‘Wolf at the door’ is this month’s prompts in the Fiction in 50 (words) flash fiction challenge.
I love doing these shorts, but we seem doomed to continue them on our own. You can join in – check out Rebecca Douglass’s page for details. If you add your name to the linky there we can follow your efforts more easily!
Wolf at the Door
The cabin creaked under the weight of snow. The full moon lit up the forest. Shadows crossed the windows, distorted wolf-shapes prowling around.
They were trapped.
She snuggled up to him, seeking solace in his arms.
They… his chest… seemed hairier than she remembered.
The wolf was already inside.
© J M Pett 2019
Technical Update – it’s a WordPress issue
I have solved the problems beleaguering my blog, and all my websites. For the time being, at any rate.
All WordPress users might be interested in this.
The problem is how WordPress stores images
When you look at your image library, you can see a single copy of your images.
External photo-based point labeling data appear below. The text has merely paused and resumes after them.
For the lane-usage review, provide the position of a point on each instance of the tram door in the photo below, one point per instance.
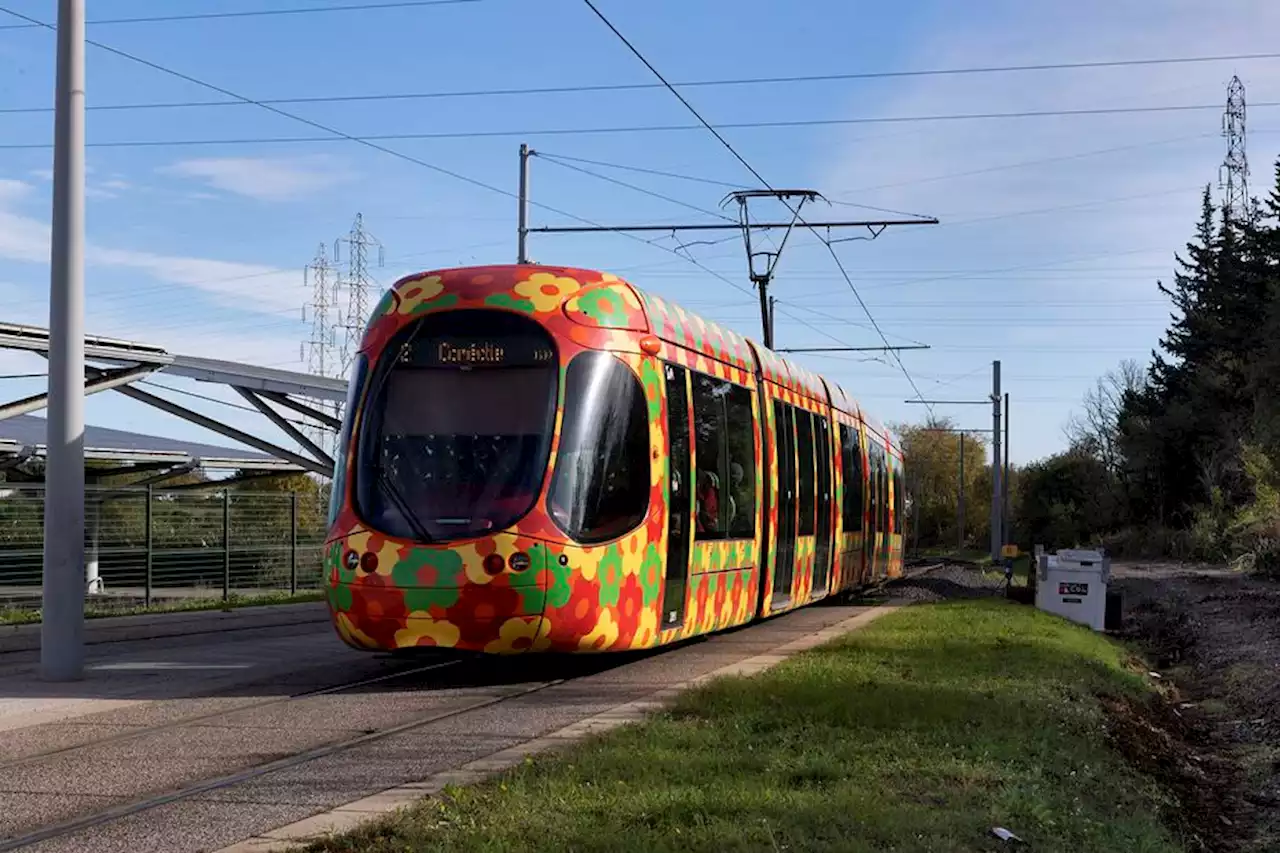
(822, 552)
(785, 445)
(679, 498)
(871, 528)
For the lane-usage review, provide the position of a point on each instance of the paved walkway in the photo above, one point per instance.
(199, 743)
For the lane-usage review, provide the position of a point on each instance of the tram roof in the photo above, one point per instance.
(630, 309)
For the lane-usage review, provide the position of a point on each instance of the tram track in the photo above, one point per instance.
(126, 810)
(494, 674)
(214, 715)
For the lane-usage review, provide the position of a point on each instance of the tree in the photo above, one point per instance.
(932, 454)
(1097, 429)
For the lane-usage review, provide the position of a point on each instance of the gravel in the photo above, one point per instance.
(946, 582)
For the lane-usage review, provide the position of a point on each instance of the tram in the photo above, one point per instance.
(544, 459)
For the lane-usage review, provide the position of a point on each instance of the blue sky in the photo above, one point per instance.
(1054, 228)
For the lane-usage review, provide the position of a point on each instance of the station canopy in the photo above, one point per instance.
(113, 364)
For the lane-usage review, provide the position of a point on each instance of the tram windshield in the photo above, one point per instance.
(460, 427)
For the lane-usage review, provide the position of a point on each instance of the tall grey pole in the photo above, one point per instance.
(62, 632)
(961, 492)
(1004, 511)
(522, 227)
(996, 478)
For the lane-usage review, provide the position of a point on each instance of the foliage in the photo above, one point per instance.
(918, 733)
(1182, 460)
(932, 451)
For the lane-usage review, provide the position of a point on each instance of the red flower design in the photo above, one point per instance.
(481, 609)
(627, 612)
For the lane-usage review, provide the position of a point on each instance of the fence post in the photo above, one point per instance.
(150, 543)
(293, 543)
(227, 544)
If you select it to go in a post, you choose what size you want.
It doesn’t take one master image and shrink it for display.
When you load it, it makes copies of ALL the various sizes it can offer (and a few more in some instances.
So, if you load a photograph straight from your phone, camera or iPad, the file will likely be anything from 1 to 4 Mb. The bigger the file, the more options it has to create different sizes. One picture I loaded had something like NINE copies at various sizes sitting in the system.
So my websites, which all run under one hosting package, had filled ALL my available space – over 312 Mb.
The quick fix was to use the hosting package tools to identify the largest files, and delete them. Half an hour fixed it enough for: the upgrades to work, the auto-renewing SSL certificates (which tell visiting computers the sites are safe from viruses) to renew, and for me to add more book covers for the blog.
It really needs another half hour a week to delete all the other redundant files.
It’s a WordPress issue
I thought I was being clever by loading an image and immediately reducing it to a size of the order of 200 kb. No I wasn’t. All the bigger files are still in the system. Interesting, because having done that with my file, I can’t access the larger files to use them. It’s just a bit of WordPress that is poorly designed for ignorant users.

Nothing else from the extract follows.